GP attendances make up just one-third of Medicare expenditure. Ezz Mika Elya/Shutterstock

The government’s latest attempt at Medicare reform is a review of Medicare-funded items. The aim is to improve and modernise clinical practice by de-funding low-value and ineffective health services. Savings will go to fund the promised medical research future fund.

But it seems likely the Coalition is also motivated by a long-term imperative to constrain Medicare spending growth.

A policy that has already been enacted is the Medicare rebate freeze, which was introduced in 2013 and extended by the government last year for a further two years. The freeze is a real-terms cut that grows over time as costs rise and rebates don’t keep up. It is a very crude policy measure, treating all Medicare items as equally deserving of cuts.

However, some rebate cuts and freezes will have more of an impact on patients than others. We therefore need to look closely at the components of Medicare spending to inform more targeted savings measures.

Medicare Benefits Schedule (MBS) spending has a range of small categories but is broadly divided into four main parts:

  • GP attendances (A$6.4bn, 33%)
  • pathology and diagnostic imaging (A$5.5bn, 28%)
  • in-hospital specialist procedures (A$3.7bn, 19%)
  • out-of-hospital specialists services (A$2.4bn, 12%).

Cutting rebates for GP services (including the current rebate freeze) will hit all Australian patients, including those on low incomes and in the worst health. Bulk-billing rates will surely fall (although there is no evidence of this as yet) and out-of-pocket payments will increase.

In contrast, other areas of the MBS do not benefit everybody equally and in fact tend to favour the better off.

Take the A$3.7bn spent on in-hospital specialist services as an example. This area of Medicare spending goes towards subsidising treatment of private patients, mainly in private hospitals. As such, this spending does not benefit us all but overwhelmingly the 47% of Australians with private health insurance. Public patients are funded through a different funding channel via the state government budgets.

To explore this point further we can use Medicare data to explore the contrasts in private health insurance coverage and Medicare spending in different small areas of the country using data from the Public Health Information Development Unit.

The affluent Inner-East Melbourne Medicare Local, for instance, has one of the highest rates of private health insurance coverage at 63% and attracts A$135 million in Medicare spending on in-hospital specialist procedures, 26% of its total Medicare spending.

In contrast, just a few kilometres away in the less affluent South-East Melbourne Medicare Local, there is below-average private health insurance coverage of 38%. This lower-coverage area attracts only 9% of its Medicare spending, A$32 million, on in-hospital specialist procedures.

For anybody who knows Melbourne suburbs, this is a part of the Medicare budget that benefits well-off Camberwell and Kew more than lower-socioeconomic Cranbourne and Dandenong. This pattern is repeated across the data; wealthy areas with high levels of health insurance coverage have larger amounts of Medicare spending on in-hospital specialist procedures.

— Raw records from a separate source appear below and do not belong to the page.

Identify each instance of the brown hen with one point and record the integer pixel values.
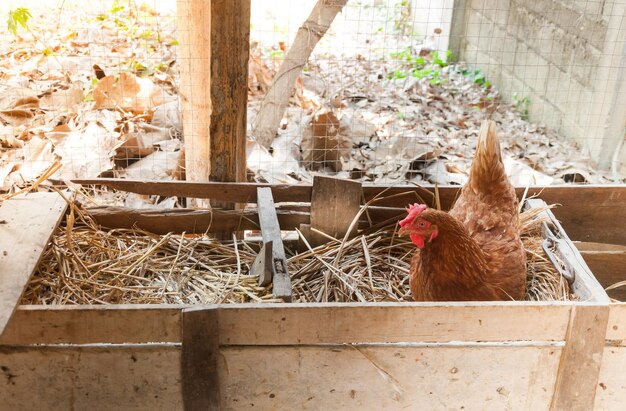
(474, 252)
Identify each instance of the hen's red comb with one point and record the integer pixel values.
(414, 210)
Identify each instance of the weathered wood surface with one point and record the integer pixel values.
(199, 355)
(194, 62)
(586, 287)
(616, 329)
(334, 205)
(27, 222)
(188, 221)
(580, 362)
(230, 49)
(94, 324)
(270, 231)
(388, 377)
(288, 324)
(608, 264)
(296, 323)
(128, 377)
(583, 211)
(611, 387)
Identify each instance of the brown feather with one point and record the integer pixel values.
(478, 254)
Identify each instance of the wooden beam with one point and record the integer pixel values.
(334, 205)
(27, 222)
(585, 285)
(230, 51)
(194, 62)
(607, 263)
(583, 220)
(228, 192)
(270, 231)
(331, 323)
(188, 221)
(94, 324)
(200, 350)
(581, 358)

So cutting MBS rebates for in-hospital specialist procedures could be preferred to cutting GP rebates on equity grounds, but there could be efficiency reasons too. We know that more than 80% of GP services are bulk-billed, as opposed to around 40% for in-hospital specialist services.

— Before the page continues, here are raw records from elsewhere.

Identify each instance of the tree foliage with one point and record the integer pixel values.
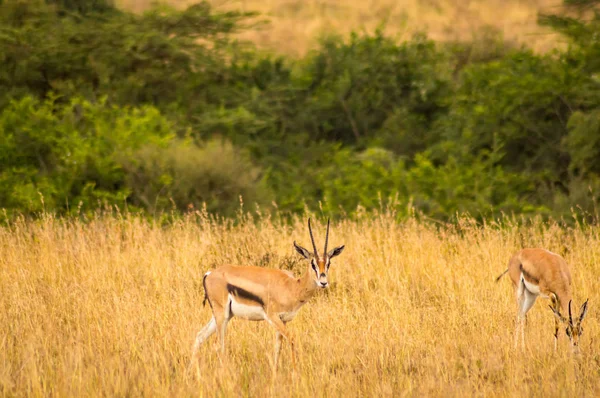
(166, 109)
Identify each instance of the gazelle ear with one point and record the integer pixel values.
(558, 315)
(305, 253)
(336, 252)
(583, 311)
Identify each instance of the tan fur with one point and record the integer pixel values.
(258, 293)
(278, 291)
(547, 270)
(546, 274)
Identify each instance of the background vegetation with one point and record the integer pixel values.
(169, 108)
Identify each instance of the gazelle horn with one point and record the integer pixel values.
(326, 239)
(570, 317)
(312, 239)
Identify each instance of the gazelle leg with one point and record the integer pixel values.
(279, 325)
(278, 339)
(556, 322)
(222, 318)
(520, 293)
(201, 337)
(527, 302)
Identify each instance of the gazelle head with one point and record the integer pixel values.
(574, 329)
(319, 264)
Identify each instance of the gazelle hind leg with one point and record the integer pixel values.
(222, 319)
(527, 303)
(520, 293)
(279, 326)
(201, 337)
(278, 340)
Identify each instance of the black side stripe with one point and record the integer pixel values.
(239, 292)
(528, 276)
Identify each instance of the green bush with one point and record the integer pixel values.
(188, 176)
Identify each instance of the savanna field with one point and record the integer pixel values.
(110, 305)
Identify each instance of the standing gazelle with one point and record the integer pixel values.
(537, 272)
(263, 294)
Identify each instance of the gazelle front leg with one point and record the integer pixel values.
(555, 306)
(222, 318)
(278, 340)
(201, 337)
(279, 326)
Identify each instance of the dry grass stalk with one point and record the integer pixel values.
(110, 307)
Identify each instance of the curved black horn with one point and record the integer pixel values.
(326, 238)
(312, 239)
(570, 317)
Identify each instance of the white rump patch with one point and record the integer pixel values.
(249, 312)
(549, 252)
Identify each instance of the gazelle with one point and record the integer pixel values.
(263, 294)
(536, 272)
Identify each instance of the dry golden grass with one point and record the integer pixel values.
(295, 25)
(111, 307)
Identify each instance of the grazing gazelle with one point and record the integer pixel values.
(536, 272)
(263, 294)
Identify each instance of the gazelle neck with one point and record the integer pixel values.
(563, 299)
(307, 285)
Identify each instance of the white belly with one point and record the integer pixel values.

One reason is that GPs operate in relatively competitive markets, in metropolitan areas at least, and can only make small profit margins. Rebate cuts are therefore very likely to lead to GPs being forced to charge higher co-payments to more of their patients, leading to higher out-of-pocket fees for everybody.

In contrast, the market for in-hospital private specialist care seems much less competitive. Patients are often uninformed about the final price of their treatment in hospitals and are usually allocated to doctors on the recommendation of a GP, or through default if an emergency admission. This removes the market incentive for specialists to keep their prices low to attract patients.

Another complication is health insurance. Private health insurance usually covers some or all of the gap between the Medicare rebate and the price specialist charge. This also removes the incentive to keep prices low.

Overall, it’s reasonable to assert that the market for in-hospital specialist procedures is less “competitive” than for GP services. Economic theory tells us that in this situation, when their subsidy is reduced through a cut in the rebate, specialists will increase their prices by less than GPs.

While the Medicare review should consider many strategies for an efficient reform of the system including the role of incentives and a culling of ineffective treatments, the big differences in equity and efficiency across the categories of Medicare spending should be of paramount importance.

Medicare’s dual roles in funding universal primary care and in subsidising private patients in secondary care are not of equal benefit. The latter should shoulder the burden of cuts more than the former.

* Medicare spending figures quoted in this article come from the Department of Human Services Medicare Australia Statistics website’s 2013/14 financial year data.

Peter Sivey currently receives funding from the Australian Research Council and has previously been funded by the National Health and Medical Research Council and Health Workforce Australia.